You could also use the exclude part of the config. I wrote a blog post with more info.

martinkubrak commented 2 years ago

One solution is to use lua filter to drop records based on labels/annotations. An example that drops all records unless pods have process-logs="true" label:

function drop_disabled_logs(tag, timestamp, record)
  if record["kubernetes"]["labels"]["process-logs"] == "true" then
      return 0, 0, 0
  else
    return -1, 0, 0
  end
end
husseinraoouf commented 1 year ago

I think exclude all container log collection by default and only include it for containers with annotation is important use case.

side note Isn't it better if we can skip reading log files that we don't want in the first place, so if the pod isn't annotated we don't even read the file, as i understand the proposed solution would make us tail all files then filter logs out based on annotation,

side note if we can make every pod provides it's log config in annotations that would allow for maximum customization like what datadog agent do in here

for example

apiVersion: v1
kind: Pod
metadata:
  name: logger
  namespace: logger-ns
  annotations:
    fluentbit.io/config: |
      [INPUT]
          Name           tail
          Tag               kube.*
          Path             /var/log/pods/logger-ns_logger*/busybox/*.log
          Parser          docker
          DB                /var/log/flb_kube.db
spec:
  containers:
   - name: busybox
     image: busybox
     command: [ "/bin/sh", "-c", "--" ]
     args: [ "while true; do sleep 1; echo `date` example file log; done;" ]

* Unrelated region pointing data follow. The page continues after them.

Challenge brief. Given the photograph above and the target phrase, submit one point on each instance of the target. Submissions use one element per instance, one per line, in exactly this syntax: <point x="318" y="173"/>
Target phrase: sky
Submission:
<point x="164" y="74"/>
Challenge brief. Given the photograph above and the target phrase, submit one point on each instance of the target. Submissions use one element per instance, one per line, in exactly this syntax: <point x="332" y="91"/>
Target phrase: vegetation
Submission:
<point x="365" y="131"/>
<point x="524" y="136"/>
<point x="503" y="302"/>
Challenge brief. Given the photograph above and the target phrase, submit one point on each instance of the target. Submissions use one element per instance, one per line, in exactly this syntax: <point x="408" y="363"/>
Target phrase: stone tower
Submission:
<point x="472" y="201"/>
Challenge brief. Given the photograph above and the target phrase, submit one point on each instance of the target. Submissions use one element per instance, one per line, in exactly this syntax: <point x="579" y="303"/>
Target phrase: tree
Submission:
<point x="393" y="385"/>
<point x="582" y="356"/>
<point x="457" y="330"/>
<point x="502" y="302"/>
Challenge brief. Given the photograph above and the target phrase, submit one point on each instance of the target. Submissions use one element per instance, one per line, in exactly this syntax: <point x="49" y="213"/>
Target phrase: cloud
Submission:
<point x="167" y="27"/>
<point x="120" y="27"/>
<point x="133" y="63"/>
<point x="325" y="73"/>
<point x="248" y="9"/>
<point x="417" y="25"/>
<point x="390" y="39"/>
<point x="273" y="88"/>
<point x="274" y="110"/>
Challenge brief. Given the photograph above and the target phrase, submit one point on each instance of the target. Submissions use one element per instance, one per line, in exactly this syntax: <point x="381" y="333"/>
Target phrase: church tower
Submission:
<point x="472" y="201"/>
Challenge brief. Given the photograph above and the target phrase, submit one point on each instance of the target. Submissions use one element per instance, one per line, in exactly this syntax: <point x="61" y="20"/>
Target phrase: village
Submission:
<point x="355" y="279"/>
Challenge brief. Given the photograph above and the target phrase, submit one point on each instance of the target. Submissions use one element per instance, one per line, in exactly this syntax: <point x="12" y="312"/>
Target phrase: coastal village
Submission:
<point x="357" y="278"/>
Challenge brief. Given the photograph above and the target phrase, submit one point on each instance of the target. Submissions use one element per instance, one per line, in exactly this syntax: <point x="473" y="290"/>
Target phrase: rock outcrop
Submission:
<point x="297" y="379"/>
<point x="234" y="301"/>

this would allow maximum customization and could even be enhanced by not requiring all this info because the log files path would always be like this /var/log/pods/<namespace-name>_<pod-name>*/<container-name>/*.log and we can get those info from the metadata, so that would make the annotation closer to what datadog do

annotations:
    fluentbit.io/<container-name>.config: |
      [INPUT]
          Parser            docker
BibbyChung commented 1 year ago

One solution is to use lua filter to drop records based on labels/annotations. An example that drops all records unless pods have process-logs="true" label:

function drop_disabled_logs(tag, timestamp, record)
  if record["kubernetes"]["labels"]["process-logs"] == "true" then
      return 0, 0, 0
  else
    return -1, 0, 0
  end
end

I change some code making this solution works well. ^^|||

 return nil, nil, nil
gihif commented 1 year ago

as long as this feature cannot be implemented yet right now I just do like this

...
    [INPUT]
      Name tail
      Path /var/log/containers/*.log
      multiline.parser docker, cri
      Tag kube.*
      Mem_Buf_Limit 5MB
      Skip_Long_Lines On
      Skip_Empty_Lines On

    [FILTER]
      Name kubernetes
      Match kube.*
      Merge_Log On
      Labels On
      Annotations Off
      Keep_Log Off
      K8S-Logging.Parser On
      K8S-Logging.Exclude On
      Buffer_Size 256KB

    [FILTER]
      Name    grep
      Match   kube.*
      regex   $kubernetes['labels']['logging'] enabled
...

so, only pods have

metadata:
  labels:
    logging: enabled

which will result the log to OUTPUT